I woke up this morning feeling sorry for homophobes.
If you know me, you might be surprised by this reaction, because I don’t tend to suffer intolerance. And at some point in my young life I realized that God doesn’t screw up people, so if God made people gay, I probably shouldn’t keep telling God to stop making mistakes.
But I realized afresh today that some of the people who have brought the most beauty and love into my life are LGBTQ. And people who want to make people “pray away the gay” (and hate away and threaten away and terrorize away the gay) clearly need more beauty and love in their lives. This, I know, is an incredibly straight-privileged position to take. If I were LGBTQ, I would probably be a lot angrier than most of my friends are at the world.
All of this came to me as I started thinking of a series I meant to start yesterday for the twelve days of Christmas, lifting up the values of Christmas and how I see them showing up in the world around me.
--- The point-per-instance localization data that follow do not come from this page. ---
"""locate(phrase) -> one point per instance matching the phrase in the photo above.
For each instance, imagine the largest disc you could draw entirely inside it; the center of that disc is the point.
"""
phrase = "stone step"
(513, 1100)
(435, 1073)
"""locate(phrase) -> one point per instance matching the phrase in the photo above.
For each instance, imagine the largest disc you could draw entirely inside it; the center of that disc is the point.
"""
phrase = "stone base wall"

And not long after I woke up, I read an article about a couple who had “Faggots” scrawled into their apartment door and responded as follows:
I was struck by the joy-over-pain bravery of the response, and I found myself thinking about how joy is a choice.
The bible tells us Jesus was born at a time of oppression, of Roman rule, of a possibly demented quasi-Jewish “king,” and according to one gospel at a time that the lives of infant boys were being slaughtered (by said demented and also paranoid king). Angels came to shepherds and proclaimed “Be Not Afraid!” because the shepherds had every reason to be freaked the heck out.
And yet we talk about Christmas as a time of joy. Today I find myself thinking about joy as a conscious decision in the face of oppression. A rabbi I worked with at The Interfaith Alliance, Rabbi Jack Moline, once wrote about Jewish humor as a coping mechanism for thousands of years of persecution. And I find myself paying attention to how so many communities seeking justice turn to humor, turn to intense and focused joy, turn to celebration as a means of not letting the bullies win.
(Make no mistake: I don’t mean to glorify gay people. Just the other day a good friend of mine was telling me about a man who is wrestling with his sexual identity and who I believe is being incredibly selfish in the way he uses and engages my friend. He explained to me how hard it is to work through one’s sexual identity, and I said, “Yeah, but a guy who’s a dick when he thinks he’s straight can still turn out to be a dick when he finally admits he’s gay.”)
Now is a time it can be hard to find joy. In fact, choosing joy in the face of oppression or just plain bullying can be a heroic act, moreso than finding joy in the midst of already abundant comfort. But it is also a form of liberation. It’s a moment of remembering that the bullies can’t own you or your feelings.
So as I think about the spirit of Christmas today, I want to lift up joy. And especially the joy of The Gays In Apt. 611.